We have included a comprehensive explanation from our national project manager as well as a follow-up correspondence by a third-party plumbing contractor concerning this matter.
Water Source Needed to Test Drainage System
As you know, for about a year and a half, Toronto Roofer has been requesting a water source at the building to be able to test your drains. On each occasion, we have been told that a water source is being to be made available. As well, our crews have been told that it is likely the water source has been covered up in construction, but that we may be able to use a neighbour’s water source until a proper solution could be found. Up until today, no water source has been offered.
The Reasons Drains Need to be Tested
a. The source of the leaks were previously at the drain system. We requested the drain assembly (the connection to a new drain and U-Flow, and the connection to the drain) be redone with a plumber – we would provide the roofing services and the plumber would provide the connection services. This was not done at that time. My understanding is that the plumber only cleared the drain system. So, we requested a water source so that we could test the drains/plumbing ourselves to eliminate them as the main issue, or conclude that they are the suspected cause of your leaks.
b. The plumbing system and assemblies are old. It is common for drainage during times of heavy rain (which is when your building is having issues) to back up and roof leak at the drain bowl assembly connection to the drain pipes. As the water rises and then meets the bowl assembly, if there is not a U-Flow expander and/or proper drain bowl, the water will then get between the pipe and the connection to the bowl. What occurs is the water that is backing up will then get into the roof assembly and begin to run along various areas and manifest themselves through the ceiling. At the time of your roof replacement, there was no work order for the plumbing and drainage to be modernized, and normally this is not an issue. This this does become one, it is typically solved with a quick water test and simple remediation work (such as bowl replacement, U-Flow backup expander installations, and/or repairs to the drain pipes).

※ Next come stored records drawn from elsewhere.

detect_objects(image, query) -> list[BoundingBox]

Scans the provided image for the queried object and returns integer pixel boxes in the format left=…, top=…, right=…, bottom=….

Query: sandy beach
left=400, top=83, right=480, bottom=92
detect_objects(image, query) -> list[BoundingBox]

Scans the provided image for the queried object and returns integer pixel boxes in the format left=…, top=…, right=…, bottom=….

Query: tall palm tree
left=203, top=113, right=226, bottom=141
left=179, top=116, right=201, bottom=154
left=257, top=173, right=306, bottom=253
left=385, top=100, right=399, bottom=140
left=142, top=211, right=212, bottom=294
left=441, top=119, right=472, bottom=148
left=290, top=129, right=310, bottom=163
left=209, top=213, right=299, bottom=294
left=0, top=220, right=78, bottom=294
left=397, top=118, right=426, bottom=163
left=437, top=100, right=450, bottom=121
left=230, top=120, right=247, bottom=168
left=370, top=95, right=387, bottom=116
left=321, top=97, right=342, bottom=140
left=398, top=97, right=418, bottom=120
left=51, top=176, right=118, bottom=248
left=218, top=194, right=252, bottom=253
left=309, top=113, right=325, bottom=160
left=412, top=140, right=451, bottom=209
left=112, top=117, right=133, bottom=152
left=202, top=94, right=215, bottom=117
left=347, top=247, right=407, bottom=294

Discussion with the Site Manager
Water testing only works when it is not raining and is intended to isolate the drainage system from the roof membrane that we replaced. This is the reason for the need of an external/outside water source. We test the drainage system with a hose, which allows us to isolate the drainage system on its own. If that test does not show that it is the drainage system, then we go on to retest the membrane. We also test various other penetrations, such as rooftop units and/or vents, pipe boots, etc. Finally, we move onto testing various other components of the building envelope, such as the connection of the roof to the wall and the flashing areas.
Your site manager also asked that an emergency be done (such as pumping water off the roof), to which I replied that we could, if requested, dispatch an emergency crew for that, but we would have to charge extra because we have requested on numerous occasions for the water test to be done to the drainage system, and that has not been done. The site manager did not seem to want the emergency service under those terms.
I should also note that on the other occasions that we did respond in this fashion, that we did not charge for the emergency service. We did this despite finding that it was a drainage problem by the plumbers at that time. Furthermore, I will also note that on each occasion we did recoat the roof and did not charge for that either.
The only reason we are now saying that we have no choice but to charge a service fee is because we have requested number times to have water access. Part of our servicing parameters included that should the water test not to be done, that we would charge a fee for the emergency service.
You also asked us about why water was pooling on the roof. I explained to the site manager that at the time of the roof replacement, an engineered sloped insulation package and rebuild of the building exterior (parapet wall construction, sheet metal, siding, etc.). We were only approved to go ahead with the roof membrane replacement only. He asked why that was so, and I said that it is an option and that not all (in fact, less than 50%) of the buildings we service have a sloped insulation package installed. I directed him to all the neighbouring buildings as examples of those that do not have such sloped systems.
Discussion with the Property Manager
I explained to the general property manager that we needed to test the various components of plumbing, membrane, units, vents, plumbing boots, and possibly the building envelope at the roof to wall connections. Finally, we have been promised an external water source to isolate the issue based on our tests.